Among the issues on which they are asked to agree, disagree, neither agree nor disagree or offer no opinion are the following.
n Revitalising Limerick city centre is important for the county as a whole, so this should be the priority for the Council.
n Political parties should be required to have a balance of male and female candidates in local elections.
n The long-term unemployed should work for the local authority in return for benefits.
n More schools in Limerick should be removed from the patronage of the Catholic Church.
n Ghost estates should be demolished.
n One-off rural housing is damaging to the countryside.

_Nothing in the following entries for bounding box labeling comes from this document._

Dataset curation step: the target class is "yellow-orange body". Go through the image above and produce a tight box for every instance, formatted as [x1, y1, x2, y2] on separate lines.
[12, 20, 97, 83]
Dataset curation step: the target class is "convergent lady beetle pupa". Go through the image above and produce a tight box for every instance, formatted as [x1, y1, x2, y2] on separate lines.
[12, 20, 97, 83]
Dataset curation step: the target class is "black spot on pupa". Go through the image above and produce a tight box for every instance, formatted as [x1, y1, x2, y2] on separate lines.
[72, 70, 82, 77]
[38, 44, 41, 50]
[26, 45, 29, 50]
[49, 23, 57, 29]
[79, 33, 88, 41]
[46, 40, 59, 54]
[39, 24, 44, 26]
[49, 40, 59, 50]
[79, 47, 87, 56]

n Priority should be given to building more social housing in Limerick.
No apologies are made if some are these statements are designed to challenge the fence-sitters fearful of alienating potential voters by disagreeing with them on anything. That’s a good thing because the new council needs people of conviction, not time-servers unable to deliver a strong opinion.
Less than half of the candidates have, at the time of writing, provided their opinions. We hope that number grows before polling day next Friday.The more informed the electorate, the better the choices they’ll make. And when it comes to public representatives, Limerick needs good choices now more than ever.